Lack of variety in product choice at the dispensary
While some medical patients are seeking high THC flower, they are more likely than recreational consumers to use lower potency products, to seek products with a complex cannabinoid profile, and to choose forms like tinctures and topicals. These products can be hard to find in a sea of 30% THC prerolls and high-potency concentrates. Additionally, products preferred and recommended by budtenders may not be desired or appropriate for those just getting into cannabis as a therapeutic tool. Notable at the conference were the number of nurses and others who work with patients, sometimes reviewing dispensary menus together, to identify products that will meet their needs.

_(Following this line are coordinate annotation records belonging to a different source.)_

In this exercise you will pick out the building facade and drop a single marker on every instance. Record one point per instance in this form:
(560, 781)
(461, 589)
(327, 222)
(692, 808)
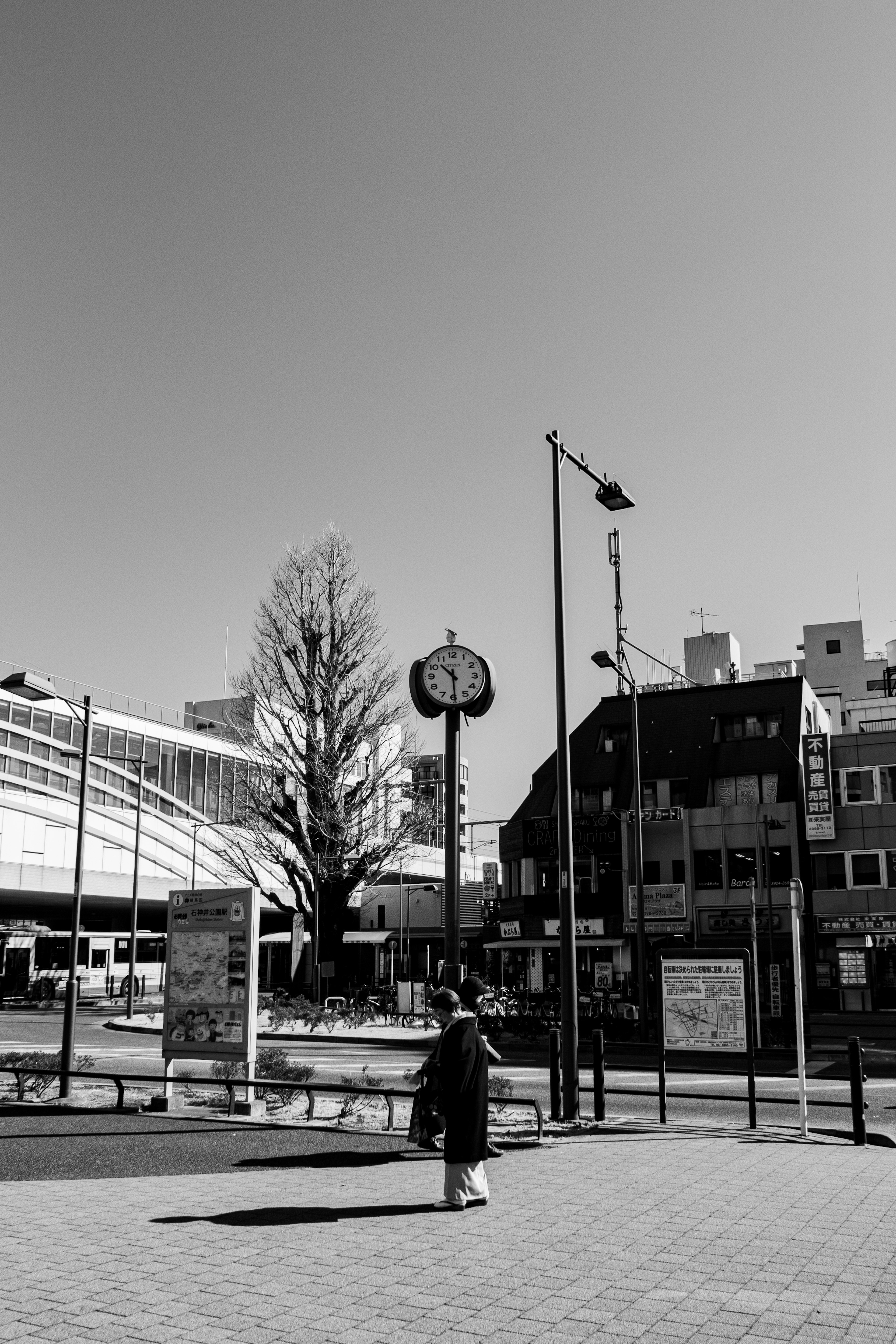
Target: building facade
(717, 765)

Lack of medical professionals willing to discuss and recommend cannabis
While there is a growing number of medical professionals willing to consider cannabis as a medical treatment, those with enough knowledge to properly consult with a patient and recommend various treatment paths are still rare. Furthermore, these doctors are usually not primary care physicians or mental health professionals, but rather they exist outside of the patient’s treatment ecosystem. This can lead to fragmented care and the patient having to avoid talking about their medical cannabis use with their health professional. And, since there are real medication interactions to consider, this leaves the patient in a precarious place. Much of the conversation at the conference was around how to get more mainstream physicians and psychiatrists on board with medical cannabis to help streamline and strengthen the continuum of care.

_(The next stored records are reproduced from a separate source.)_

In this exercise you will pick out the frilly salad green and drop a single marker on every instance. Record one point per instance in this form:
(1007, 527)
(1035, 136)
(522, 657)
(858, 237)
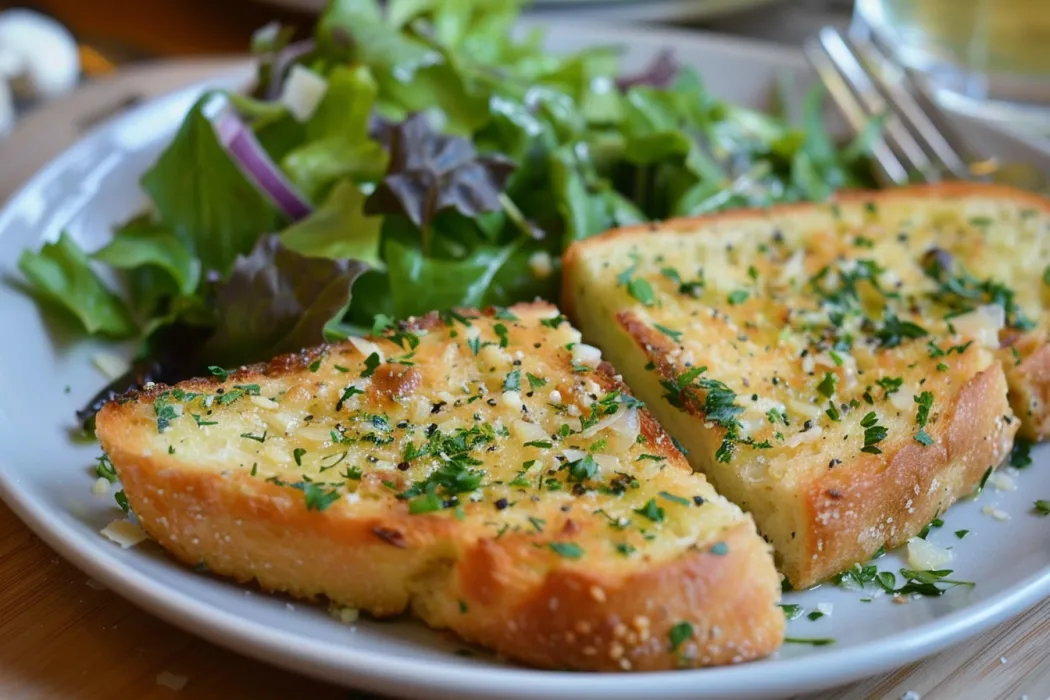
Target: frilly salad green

Cost and research barriers to using cannabis in a harm reduction context
One theme of the conference was the benefit of using cannabis as an adjunct to other medications like opiates that carry with them a greater level of potential harm. The barrier here, besides physician acceptance of cannabis, is the current federal framework. And while the move to Schedule III was touched on, the bigger conversation was around insurance reimbursement. The difference between paying $15 a month for opiates or Benzo’s, and $100 a month for medical cannabis is most felt by those who are economically vulnerable. As a result, they end up being pushed towards medications with a higher risk of dependence and overdose. And even though the funding for medical cannabis research has improved in the past few decades, the Schedule I status still relegates studies to animal models and small sample sizes.

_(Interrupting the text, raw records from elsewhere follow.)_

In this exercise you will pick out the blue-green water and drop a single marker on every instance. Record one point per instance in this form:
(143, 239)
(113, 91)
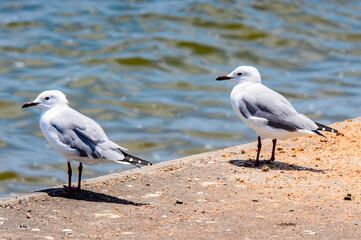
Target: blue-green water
(145, 71)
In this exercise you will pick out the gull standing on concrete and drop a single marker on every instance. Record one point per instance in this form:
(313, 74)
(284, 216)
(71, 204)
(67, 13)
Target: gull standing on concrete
(267, 112)
(77, 137)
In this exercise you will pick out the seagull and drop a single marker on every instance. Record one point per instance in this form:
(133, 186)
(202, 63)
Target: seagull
(77, 137)
(267, 112)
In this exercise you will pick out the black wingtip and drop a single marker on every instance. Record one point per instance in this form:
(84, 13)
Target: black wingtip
(134, 160)
(322, 127)
(318, 133)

To this last point, New Frontier Data, in partnership with CMED Data, now has a database of over 150K patients and growing. This data covers demographics, medical history, current cannabis use patterns, and standardized assessments of pain, anxiety, insomnia, physical functioning, nausea, and PTSD. All data have been de-identified and can be used for analysis. We can also recruit from this sample for specific research questions posed by academic researchers, government researchers, regulators and others. This is an opportunity to learn more about medical cannabis patients and how their health changes after becoming patients. We hope that this resource will move the needle on medical cannabis patient research and will lead to a greater acceptance of cannabis as medicine, policies that support it as a front-line therapy, and a retail market that reflects the needs of this growing group of consumers.